In addition to the automatic evaluation performed by the software device, the quality of spirometry tests was assessed according to some criteria, including the number of acceptable maneuvers according to ATS, ranging from 0 to 3, the highest kept by the spirometry software and the reproducibility (FEV1 and FVC were considered reproducible according to ATS criteria when the best two trials differed by not more than 200 mL).

A blinded investigator performed the measurements of maximal respiratory pressure. A pressure transducer (MVD-300, Globalmed, Porto Alegre, Brazil) connected to a system with two unidirectional valves (DHD Inspiratory Muscle Trainer, Chicago, IL, USA) was used. The maximal inspiratory pressure (PImax) and maximal expiratory pressure (PEmax) were determined during deep inspiration and expiration from the residual volume against an occluded airway with a minor air leak (2 mm), following a previously described procedure (20). The highest pressures of six measurements were defined as PImax and PEmax.

The RR interval waves were continuously recorded for 20 min in individuals in supine position, using an electrocardiogram Wincardio (600 Hz) (Micromed, Brazil) for spectral analysis of the HRV. The spectrum resulting from the fast Fourier transform modeling is derived from all data present in the recorded signal; it includes the entire signal variance, regardless of whether its frequency components appear as specific spectral peaks or as nonpeak broadband powers.

The RR interval variability was evaluated in the time (total variability [ms2], standard deviation between normal to normal heart beats (SDNN) [ms], and root mean square of successive differences between normal heart beats (RMSSD) [ms]), frequency (low [LF; ms2 and %], high [HF; ms2 and %], and LF/HF), and nonlinear (SD1 and SD2) domains. The spectral power for LF (0.03-0.15 Hz) and HF (0.15-0.4 Hz) bands was calculated employing power spectrum density integration within each frequency bandwidth through the fast Fourier transform, using the Kubios analysis software (Kubios HRV Standard, V 3.0, Finland) (21).

The six-minute walk test (6MWT) was conducted according to the guidelines established by the ATS. Considering a possible learning effect, the test was performed at screening and habituation visits (22).
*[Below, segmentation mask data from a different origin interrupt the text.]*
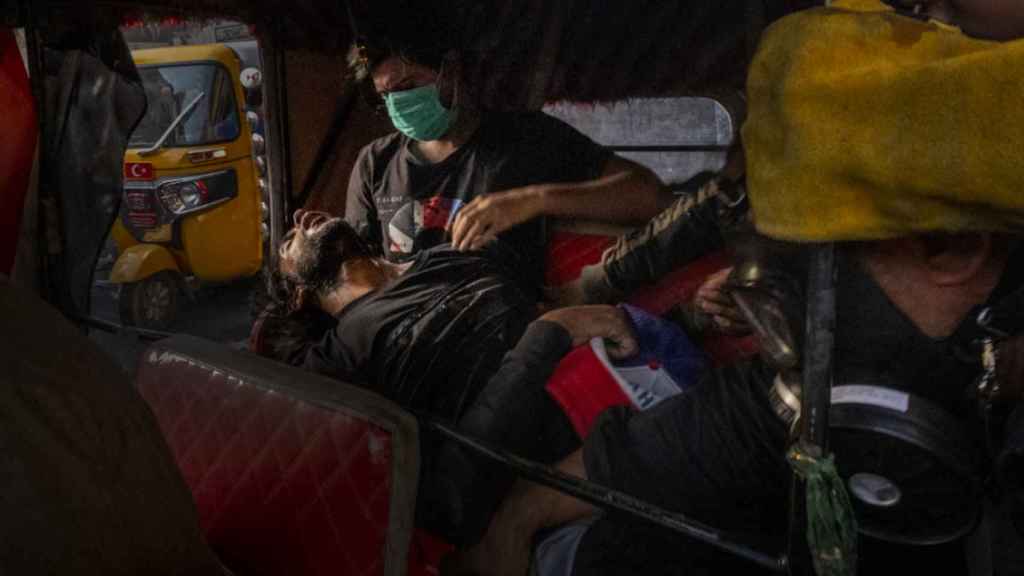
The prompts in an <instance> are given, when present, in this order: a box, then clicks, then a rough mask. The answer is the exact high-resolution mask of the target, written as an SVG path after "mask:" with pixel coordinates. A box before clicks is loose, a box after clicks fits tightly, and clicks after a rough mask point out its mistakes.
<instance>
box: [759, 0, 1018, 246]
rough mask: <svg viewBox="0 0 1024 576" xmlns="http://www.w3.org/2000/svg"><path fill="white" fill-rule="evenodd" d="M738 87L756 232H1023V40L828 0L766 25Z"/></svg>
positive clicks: (858, 3)
mask: <svg viewBox="0 0 1024 576" xmlns="http://www.w3.org/2000/svg"><path fill="white" fill-rule="evenodd" d="M748 95H749V116H748V119H746V122H745V124H744V125H743V129H742V135H743V145H744V147H745V150H746V167H748V190H749V194H750V198H751V204H752V207H753V210H754V220H755V223H756V225H757V228H758V230H759V231H761V232H762V233H764V234H766V235H768V236H771V237H775V238H779V239H784V240H794V241H811V242H814V241H843V240H873V239H884V238H895V237H901V236H908V235H912V234H919V233H927V232H934V231H953V232H956V231H993V232H994V231H1005V232H1022V231H1024V186H1022V184H1024V41H1013V42H1005V43H997V42H987V41H981V40H976V39H972V38H969V37H967V36H965V35H964V34H962V33H961V32H959V31H958V30H957V29H955V28H952V27H948V26H945V25H942V24H938V23H935V22H920V20H916V19H913V18H910V17H906V16H902V15H899V14H896V13H895V12H893V11H892V10H891V9H890V8H889V7H887V6H886V5H884V4H882V3H880V2H877V1H872V0H856V1H846V2H835V3H834V4H833V5H831V6H830V7H827V8H815V9H811V10H806V11H803V12H799V13H796V14H793V15H791V16H787V17H785V18H783V19H781V20H779V22H777V23H776V24H775V25H773V26H772V27H771V28H769V29H768V30H767V31H766V33H765V35H764V37H763V39H762V41H761V45H760V47H759V49H758V52H757V54H756V56H755V58H754V61H753V64H752V66H751V71H750V76H749V79H748Z"/></svg>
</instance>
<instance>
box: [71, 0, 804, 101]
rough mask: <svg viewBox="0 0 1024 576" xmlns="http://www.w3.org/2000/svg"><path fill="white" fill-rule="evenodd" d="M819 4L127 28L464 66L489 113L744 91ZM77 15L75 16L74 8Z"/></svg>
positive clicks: (375, 6) (521, 1)
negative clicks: (188, 31)
mask: <svg viewBox="0 0 1024 576" xmlns="http://www.w3.org/2000/svg"><path fill="white" fill-rule="evenodd" d="M817 3H820V2H817V1H815V0H726V1H718V0H687V1H665V0H602V1H601V2H593V1H591V0H349V1H348V2H346V1H344V0H342V1H336V2H322V1H318V0H289V1H287V2H286V1H282V0H258V1H249V0H162V1H161V0H143V1H142V2H134V3H131V6H132V7H129V8H125V7H124V6H125V4H126V3H120V2H119V3H117V6H121V11H122V13H123V14H124V15H125V16H126V17H129V16H130V17H138V16H140V15H144V14H146V13H151V14H156V13H168V12H169V13H173V14H180V15H184V16H187V17H221V16H230V17H237V18H241V19H244V20H246V22H249V23H251V24H254V25H256V26H257V29H258V30H260V31H261V34H266V33H273V34H274V35H275V38H276V39H278V40H279V42H280V43H281V44H282V45H283V46H285V47H286V48H289V47H291V48H301V49H313V50H318V51H326V52H332V53H337V54H338V55H339V56H341V55H343V54H344V52H345V50H346V48H347V47H348V45H349V44H350V42H351V40H352V38H353V32H354V33H356V34H385V35H389V36H398V37H404V38H407V39H408V38H410V37H414V41H430V42H438V43H441V44H443V45H445V46H446V47H451V48H454V49H457V50H458V51H460V52H461V53H462V54H463V59H464V63H465V71H466V75H467V79H469V80H471V81H472V83H473V85H475V86H477V89H478V92H479V94H478V95H479V97H480V99H481V100H482V102H483V104H484V105H485V106H487V107H488V108H499V109H514V108H534V109H536V108H540V106H541V105H542V104H543V102H544V101H551V100H572V101H611V100H618V99H624V98H628V97H633V96H638V95H651V94H656V93H663V92H666V91H668V90H674V91H676V92H678V91H679V87H680V86H682V87H684V88H685V89H687V90H690V91H698V92H707V91H709V90H712V91H714V90H716V89H722V88H728V89H732V88H735V89H739V88H741V87H742V83H743V78H744V71H745V68H746V64H748V60H749V56H750V53H751V52H752V50H753V47H754V45H755V44H756V42H757V38H758V36H759V35H760V32H761V30H763V28H764V26H766V25H767V24H768V23H770V22H772V20H773V19H775V18H777V17H779V16H781V15H782V14H784V13H786V12H788V11H792V10H794V9H798V8H801V7H806V6H807V5H812V4H817ZM80 9H81V8H80Z"/></svg>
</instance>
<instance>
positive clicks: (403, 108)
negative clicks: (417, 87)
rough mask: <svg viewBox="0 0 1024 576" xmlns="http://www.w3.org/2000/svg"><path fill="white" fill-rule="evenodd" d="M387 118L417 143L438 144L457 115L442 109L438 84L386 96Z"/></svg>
mask: <svg viewBox="0 0 1024 576" xmlns="http://www.w3.org/2000/svg"><path fill="white" fill-rule="evenodd" d="M384 104H385V105H387V113H388V116H390V117H391V123H392V124H394V127H395V128H397V129H398V131H399V132H401V133H403V134H406V135H407V136H409V137H411V138H413V139H414V140H421V141H423V140H436V139H437V138H439V137H441V136H443V135H444V132H447V129H449V127H451V126H452V124H453V123H454V122H455V119H456V117H457V116H458V113H457V112H456V111H455V110H449V109H446V108H444V107H443V106H441V100H440V96H439V95H438V93H437V85H436V84H427V85H426V86H420V87H419V88H413V89H411V90H402V91H400V92H389V93H387V94H385V95H384Z"/></svg>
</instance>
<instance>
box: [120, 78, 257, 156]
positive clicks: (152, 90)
mask: <svg viewBox="0 0 1024 576" xmlns="http://www.w3.org/2000/svg"><path fill="white" fill-rule="evenodd" d="M139 73H140V75H141V77H142V85H143V87H144V88H145V97H146V101H147V107H146V111H145V116H143V117H142V120H141V121H140V122H139V124H138V126H137V127H136V128H135V131H134V132H132V135H131V139H130V140H129V147H132V148H141V147H147V146H153V145H154V143H156V142H157V141H158V140H159V139H160V137H161V135H163V134H164V132H165V131H167V129H168V128H169V127H171V124H172V123H173V122H174V120H175V119H176V118H177V117H178V115H180V114H181V113H182V112H183V111H185V110H186V108H187V107H188V105H190V104H191V102H193V101H194V100H195V99H196V98H199V101H198V102H197V104H196V106H195V107H193V109H191V110H189V111H187V113H186V114H185V116H184V117H183V118H182V119H181V121H180V122H179V123H178V125H177V126H175V127H174V129H173V130H172V131H171V133H170V135H169V136H168V138H167V139H166V140H165V141H164V142H163V146H165V147H188V146H200V145H209V143H214V142H221V141H230V140H233V139H234V138H237V137H239V132H240V123H239V115H238V111H237V109H236V105H234V93H233V90H232V85H231V81H230V78H229V76H228V74H227V71H226V70H224V69H223V68H222V67H220V66H219V65H216V64H212V63H211V64H190V65H171V66H157V67H145V68H140V70H139ZM201 94H203V96H202V97H201Z"/></svg>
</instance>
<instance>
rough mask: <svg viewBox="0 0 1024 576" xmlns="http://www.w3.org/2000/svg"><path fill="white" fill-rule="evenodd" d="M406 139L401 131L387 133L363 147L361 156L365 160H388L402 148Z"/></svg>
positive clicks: (359, 152)
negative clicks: (404, 141) (400, 131)
mask: <svg viewBox="0 0 1024 576" xmlns="http://www.w3.org/2000/svg"><path fill="white" fill-rule="evenodd" d="M404 140H406V138H404V136H403V134H402V133H401V132H391V133H390V134H385V135H383V136H381V137H379V138H377V139H375V140H373V141H371V142H370V143H368V145H367V146H365V147H362V150H361V151H360V152H359V157H360V159H361V160H362V161H364V162H366V161H371V160H372V161H373V162H375V163H379V162H387V161H388V160H390V159H391V158H393V157H394V156H395V155H396V154H397V153H398V152H399V151H400V150H401V149H402V143H403V142H404Z"/></svg>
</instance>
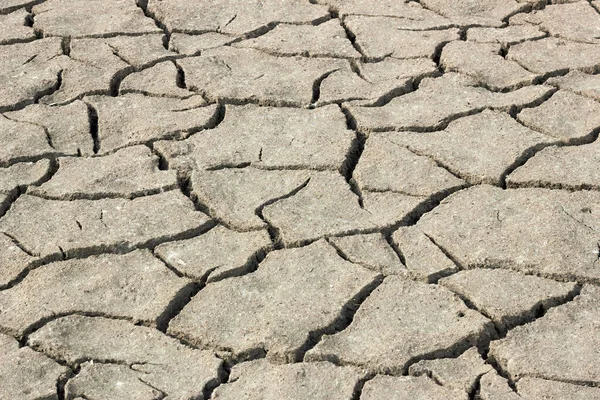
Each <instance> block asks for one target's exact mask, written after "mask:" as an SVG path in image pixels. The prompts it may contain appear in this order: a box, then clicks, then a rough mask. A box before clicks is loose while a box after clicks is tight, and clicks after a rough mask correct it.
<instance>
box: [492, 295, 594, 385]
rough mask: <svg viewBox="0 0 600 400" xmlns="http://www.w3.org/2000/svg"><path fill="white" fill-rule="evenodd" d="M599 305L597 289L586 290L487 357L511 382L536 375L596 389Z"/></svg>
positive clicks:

Data are reported as mean±standard deviation. Normality of data was tested using the Kolmogorov-Smirnov test. An analysis of covariance (ANCOVA) was conducted to adjust for cofactors. For the comparison of means, the unpaired t-test was used. Differences were considered significant at the 5% level of significance (p<0.05). Statistical analysis was performed using GraphPad Prism version 5 (GraphPad Software, San Diego, CA, USA).

Effect size values higher than 0.8 were considered very strong; values ranging from 0.6 to 0.8 were considered strong; values ranging from 0.4 to 0.6 were considered moderate, and values lower than 0.4 were considered negligible (23).

RESULTS

In this comparative study, 24 COPD patients participated in the analyses of HRV and sleep quality. The difference between the groups was evidenced by BMI classification, where the results denote the difference in weight and height between the groups. No differences were found between the groups for age, sistolic blood pressure (SBP), diastolic blood pressure (DBP), and 6 min walk test (6MWT). However, there was a strong effect size (ES) in the SBP (p<0.05, ES=1.05) and body mass index (BMI) (p<0.05, ES=3.45) in the overweight group compared to that in the eutrophic group (Table 1).

Table 1.

Table of characterization of eutrophic and overweight patients with COPD.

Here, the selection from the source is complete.